As with many public open spaces in New York the creation of Brooklyn Bridge Park started with a community action group playing a key role in promoting the concept. In response to intense community pressure the City and State of New York signed an agreement in 2002 to develop the Park. The Brooklyn Bridge Park Development Corporation was created and in 2004 the Corporation engaged landscape architecture firm of Michael Van Valkenburgh Associates (MVA) to masterplan and design the whole Brooklyn Bridge Park. Construction started in 2008 and development has proceeded in stages generally in the following sequence.
The first stage of the Park development was Pier 1 which was opened in March 2010. Extensive seating along a wide waterfront promenade allow visitors to watch boating activity on the River with a backdrop of the Manhattan skyline. Sloping lawn areas with striking views across the River are extensively used for sun-bathing, picnicking and relaxing. In contract a series of adjoining paths are visually enclosed by tree and shrub planting.
Pier 6 was opened later in 2010 to provide a diverse combination of amenities, including sand volleyball courts, concessionaires, a dog run, and plantings. The pier also contains four themed playgrounds that include Swing Valley, Slide Mountain, Sandbox Village, and a Water Lab. The Governor's Island Ferry departs from this pier to provide access to the Island during warmer months.
Pier 5 was opened in December 2012 and contains three athletic fields, two playgrounds and a picnic area, with development of 2 ha site costing US $26 million.

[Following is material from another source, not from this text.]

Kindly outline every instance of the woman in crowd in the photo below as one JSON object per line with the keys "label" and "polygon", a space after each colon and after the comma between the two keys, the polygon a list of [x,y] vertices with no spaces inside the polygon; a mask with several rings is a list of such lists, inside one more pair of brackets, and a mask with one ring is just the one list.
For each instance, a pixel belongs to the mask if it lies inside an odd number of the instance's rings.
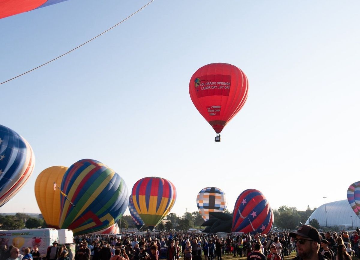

Pier 3 was opened in November 2013 and includes the Greenway Terrace, which provides expansive lawns, a granite terrace and a steep-sided earth mound to attenuate noise from the adjoining motorway. The Pier 3 Greenway Terrace completes the continuous waterfront promenade that runs from Pier 1 to Pier 6.
A new 2 hectare park designed by MVA is under construction on the concrete deck of Pier 3 adjoining the Greenway Terrace and is due for completion in 2018.
Pier 2 opened in May 2014 and provides active recreation facilities on a former warehouse dock.
Pier 4 incorporates an area of sandy beach and is planted with native species to assist its ongoing evolution as a protected habitat preserve. It was built from the remnants of a railroad float transfer bridge that settled on the river bed.
A distinctive feature of the Brooklyn Bridge Park is the extensive water quality management system that is integrated into the landscape design. A system of vegetated swales and water quality ponds improve the quality of stormwater run-off before it is discharged in to the East River.
Design of the foreshore treatment has created new inter-tidal marine habitats through the use of stone revetments. Bio-diversity has also been enhanced by extensive planting of trees, shrubs and groundcovers combined with construction of wetlands.
A new hotel has been constructed along the eastern of the Park adjoining Pier 1 that incorporates roof gardens that are visible from the Brooklyn Heights Promenade above. Pedestrian access between Park and the upper walkway of the Promenade is provided by a new bridge.
The Brooklyn Bridge Park Corporation is responsible for the planning, construction, maintenance, and operation of the Park. The Corporation is a not-for-profit organisation with a mission to "create and maintain a world class park that is a recreational, environmental and cultural destination enjoyed by residents of, and visitors to, New York City". So far it has fulfilled that mission exceptionally well.